According to The New York Times, during the phone call, Taiwan president Tsai Ing-Wen "offered her congratulations" to Trump. While it may sound like an innocent phone call between two diplomatic leaders, it could have a major effect on the United States' relationship with China. That is because, according to The New York Times, the US "severed diplomatic ties with Taiwan after its recognition of the People's Republic of China."
This is the first time that a president or president-elect has ever spoken to a Taiwanese leader since 1979. Its a big deal because China and Taiwan don't have the strongest relationship — according to The New York Times, "Beijing views Taiwan as a breakaway providence and has adamantly opposed the attempts of any country that tries to open official relations with it." In 1979, a "one China" position was established where the US took to recognize that there is one China and Taiwan is a part of that.

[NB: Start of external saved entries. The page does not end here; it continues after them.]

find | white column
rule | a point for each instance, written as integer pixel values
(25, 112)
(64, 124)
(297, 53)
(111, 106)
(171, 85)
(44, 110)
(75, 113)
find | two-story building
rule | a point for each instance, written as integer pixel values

This was not a good time for Trump to take the call with Taiwan, because China is already "concerned" about the current U.S. defense policy bill, according to Reuters, which "suggests high-level military exchanges with Taiwan." "China firmly opposes the United States and Taiwan carrying out any form of official contact or military exchange," Foreign Ministry spokesman Geng Shuang told reporters at a press briefing. China warned that this could possibly damage broader US-China relations. Hours later, Trump took the phone call with Taiwan.
The US definitely does not want to upset China. The economies of both nations are very closely intertwined, and according to the White House, each country has a strong stake in the economic prosperity of one another, which are essential to the livelihoods of both citizens. Any bad blood between the two countries could be detrimental. According to Business Insider, the call is "likely to infuriate Beijing and hinder US-China relations." According to The New York Times, the White House was unaware that Trump would be speaking with Taiwan. Reactions to Trump's conversation with Taiwan show just how bad of a move it was:
Trump taking this call with Taiwan could be a reported business move. A few weeks ago, Shanghaiist reported that Trump was "considering constructing a series of luxury hotels and resorts" in the northwest Taiwainese city of Taoyuan.
It is unclear what the consequences of Trump taking this phone call will be. What is clear is that Trump messed up — big league.